Making this email postal service viable is all in its execution.
How I Would Do It:
Many are aware of the automation capabilities in terms of mail handling. My experiences in corporate mail rooms has taught me that paper mail can be opened and separated without any human interaction other than dumping a bucket of mail into a hopper. From there, standard paper and envelope sizes are automatically sorted and arranged for automated scanning, and non-standard pieces are separated for manual handling.
So, if I were a postal service looking to add value here is what I would do:
- Secure the process in a “clean room” where all activity is monitored closely to employee badges (or biometric identification… my laptop requires a scan of my fingerprint, why can’t a post office scanner)
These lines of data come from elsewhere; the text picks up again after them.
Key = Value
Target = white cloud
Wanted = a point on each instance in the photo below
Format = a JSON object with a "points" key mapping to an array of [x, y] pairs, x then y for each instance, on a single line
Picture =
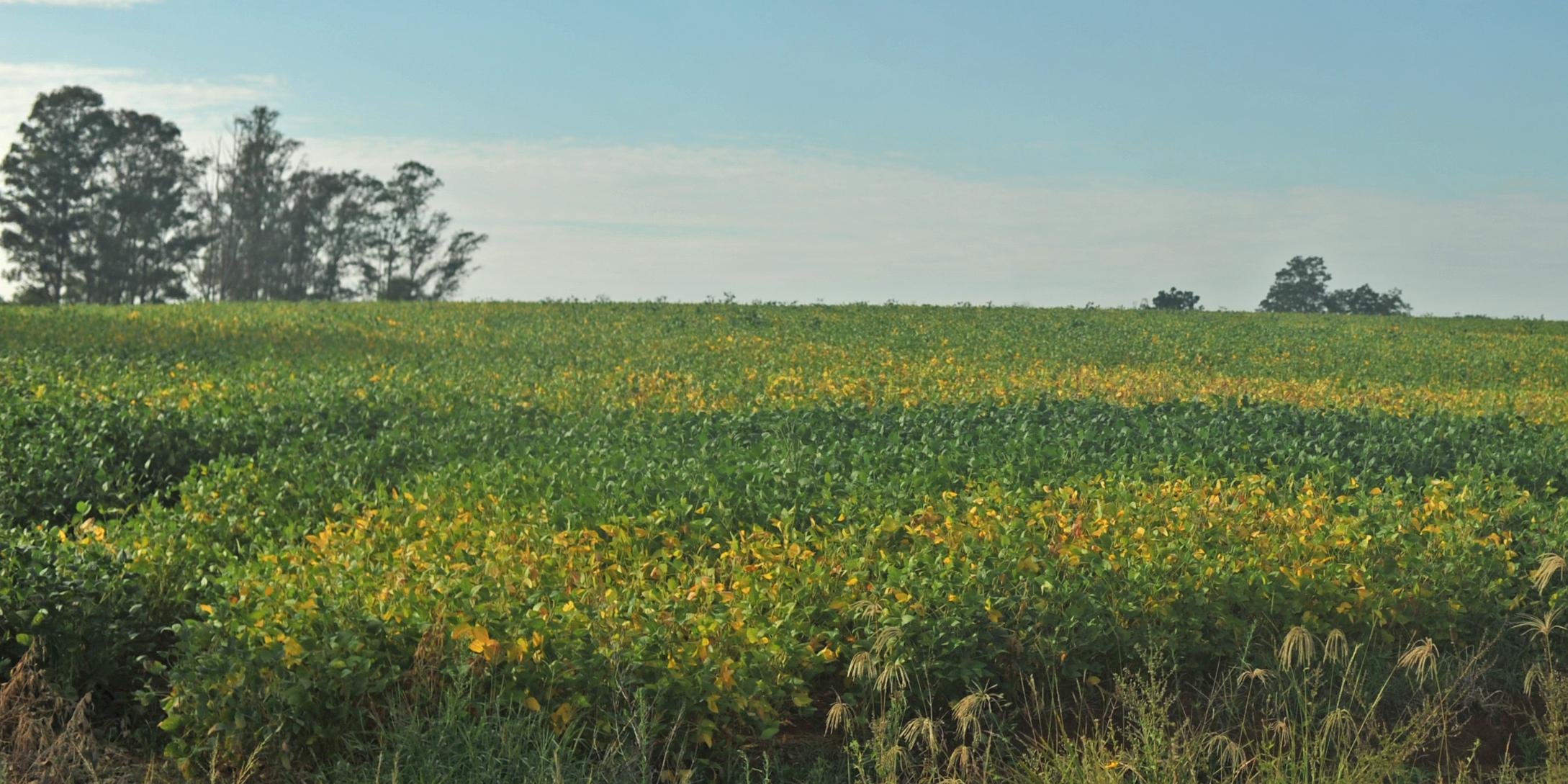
{"points": [[639, 222], [82, 4], [201, 107]]}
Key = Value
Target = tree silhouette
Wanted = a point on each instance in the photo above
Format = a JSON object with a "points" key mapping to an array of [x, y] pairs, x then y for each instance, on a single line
{"points": [[1175, 300], [1300, 287]]}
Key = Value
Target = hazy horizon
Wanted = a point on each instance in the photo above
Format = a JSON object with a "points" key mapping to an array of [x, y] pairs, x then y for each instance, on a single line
{"points": [[1051, 156]]}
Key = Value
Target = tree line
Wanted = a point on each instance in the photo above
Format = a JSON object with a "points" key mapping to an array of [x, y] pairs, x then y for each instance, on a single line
{"points": [[110, 206], [1302, 287]]}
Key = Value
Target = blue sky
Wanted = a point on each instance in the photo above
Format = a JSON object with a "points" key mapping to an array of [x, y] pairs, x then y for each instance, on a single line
{"points": [[1043, 153]]}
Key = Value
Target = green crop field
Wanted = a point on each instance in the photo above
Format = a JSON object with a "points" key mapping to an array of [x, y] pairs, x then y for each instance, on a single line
{"points": [[874, 543]]}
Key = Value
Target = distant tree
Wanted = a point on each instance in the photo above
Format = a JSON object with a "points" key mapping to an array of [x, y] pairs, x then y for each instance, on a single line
{"points": [[328, 230], [1366, 302], [49, 193], [411, 258], [146, 227], [1175, 300], [1300, 287], [247, 214]]}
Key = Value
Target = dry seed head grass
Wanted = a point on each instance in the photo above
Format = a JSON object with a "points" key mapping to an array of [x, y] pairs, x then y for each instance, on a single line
{"points": [[839, 717], [1297, 648], [971, 709], [1258, 675], [1540, 628], [921, 729], [1336, 646], [1551, 563], [1421, 659], [893, 680], [35, 744]]}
- Educate customers (mail receivers) on the extent of automation and security; “When you send paper mail, 10 humans touch it. When you send and receive ‘E-Post’ 3 humans touch it – all in the secure confines of the ‘E-Post’ clean room.”
- Create a “material” option whereby a sender could require that the original physical parcel be delivered. This would serve for legal documents, mail order goods, etc.
- Allow receivers to set “filters” – e.g. ‘if sent by [fill in the blank e.g. Grandma] deliver [choose delivery medium e.g. Physical Mail - Don't Open & Scan]
- Set the price structure from economical to expensive: electronic original, standard size original, non-standard size original
Bonus: This very idea has actually been used as far back as WWII! Check out Victory Mail!